Bazoum Mohamed savait bien sur quel héritage il était appelé à gouverner, et il sait en même temps tous les risques qu’il prenait en choisissant – le rêve inespéré de diriger le Niger ne lui donnant pas d’autres choix – d’assumer la gestion chaotique, quasiirresponsable du camarade Issoufou afin de le protéger pour lui empêcher des ennuis judiciaires qui pourraient gêner sa retraite présidentielle aujourd’hui vécue dans le stress et la peur malgré les milliards amassés, comme cela est arrivé à bien d’anciens présidents comme son ancien ami Condé, de faire face à sa gestion et à la Justice qu’il redoute tant. On ne peut d’ailleurs pas comprendre pourquoi la France d’Emmanuel Macron pouvait soutenir un tel pouvoir inique, sans éthique, contre le peuple du Niger qui n’a que trop souffert depuis des décennies d’une classe politique somme toute médiocre. C’est pourtant dans la conscience d’un tel fait que, prenant le pouvoir dans un contexte de crises multiples, que l’homme propulsé président du Niger, promettait une gestion plus vertueuse et dès sa première parole dans la nouvelle fonction à l’occasion de son investiture qui se fit dans la déchirure, il promit que «plus personne ne sera d’aucun secours pour un autre» et que chacun, et lui seul, devrait répondre de ses actes.
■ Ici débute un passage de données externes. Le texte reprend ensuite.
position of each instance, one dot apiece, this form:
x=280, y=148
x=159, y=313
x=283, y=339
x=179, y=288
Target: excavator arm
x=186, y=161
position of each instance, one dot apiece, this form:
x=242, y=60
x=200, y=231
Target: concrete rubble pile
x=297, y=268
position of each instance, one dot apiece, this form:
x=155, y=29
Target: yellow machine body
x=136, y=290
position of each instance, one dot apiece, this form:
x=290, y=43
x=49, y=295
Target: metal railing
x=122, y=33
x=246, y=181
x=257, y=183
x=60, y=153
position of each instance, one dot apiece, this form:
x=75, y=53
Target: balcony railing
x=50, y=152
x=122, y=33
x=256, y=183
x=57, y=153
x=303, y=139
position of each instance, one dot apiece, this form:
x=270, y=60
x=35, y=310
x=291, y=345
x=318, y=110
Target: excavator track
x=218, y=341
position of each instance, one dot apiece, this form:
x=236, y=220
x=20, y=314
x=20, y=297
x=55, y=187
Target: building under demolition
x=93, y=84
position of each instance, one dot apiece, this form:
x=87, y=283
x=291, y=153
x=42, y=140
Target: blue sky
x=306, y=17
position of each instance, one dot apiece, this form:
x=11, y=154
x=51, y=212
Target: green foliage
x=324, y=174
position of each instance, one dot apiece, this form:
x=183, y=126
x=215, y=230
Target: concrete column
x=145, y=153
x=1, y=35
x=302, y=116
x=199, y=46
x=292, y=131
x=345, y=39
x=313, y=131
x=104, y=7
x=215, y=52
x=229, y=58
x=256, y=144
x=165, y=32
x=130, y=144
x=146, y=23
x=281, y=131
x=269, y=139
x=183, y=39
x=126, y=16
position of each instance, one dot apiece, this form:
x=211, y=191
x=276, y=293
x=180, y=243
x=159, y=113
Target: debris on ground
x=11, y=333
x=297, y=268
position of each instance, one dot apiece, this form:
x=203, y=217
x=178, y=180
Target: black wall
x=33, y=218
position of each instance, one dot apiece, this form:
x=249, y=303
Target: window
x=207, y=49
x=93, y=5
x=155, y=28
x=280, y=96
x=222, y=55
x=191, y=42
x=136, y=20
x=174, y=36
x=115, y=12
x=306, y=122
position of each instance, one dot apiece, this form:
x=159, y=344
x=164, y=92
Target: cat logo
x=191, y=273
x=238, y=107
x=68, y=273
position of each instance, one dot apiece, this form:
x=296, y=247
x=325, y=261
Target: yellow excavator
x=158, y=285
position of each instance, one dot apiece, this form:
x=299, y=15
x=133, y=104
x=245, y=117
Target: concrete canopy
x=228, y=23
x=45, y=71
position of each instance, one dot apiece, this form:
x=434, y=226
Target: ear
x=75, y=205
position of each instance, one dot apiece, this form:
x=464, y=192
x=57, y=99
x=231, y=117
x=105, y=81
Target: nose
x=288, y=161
Les Nigériens, même boudant son élection, accueillaient alors avec ferveur un tel discours qui ouvrait pour le Niger de nouvelles voies pour permettre au pays de se réconcilier avec lui-même et avec la politique et même avec son histoire.

Et continuité oblige, ça continue…

Mais après plus d’un an d’exercice du pouvoir, l’on ne peut que plaindre une certaine inertie dans la gouvernance, l’homme ne pouvant donner suite à ses paroles, plus décidé à protéger la puanteur héritée qu’à faire justice pour faire droit à une Constitution qui élève les biens et deniers publics au rang de biens sacrés. Jamais dans le pays, un autre régime n’a tant détourné et pillé dans l’impunie. Pourtant, que ne disait pas Issoufou en d’autres temps pour faire croire qu’il pouvait mieux gouverner et surtout que «Lion» il pouvait avoir une main forte à sévir contre tous ceux qui contreviendraient à la loi, et qui toucheront aux deniers publics, au bien public. Cette impuissance du Philosophe, alors que depuis des jours, d’autres scandales sont révélés à sa porte, l’on ne peut qu’en être sidéré, et souffrir qu’il soit si impuissant à assumer «son» pouvoir, à rendre juste au pays contre la horde de prédateurs qui infestent son système formé essentiellement de repris de justice, et d’hommes et de femmes sur lesquels pèsent de leurs soupçons de prévarication, de concussion.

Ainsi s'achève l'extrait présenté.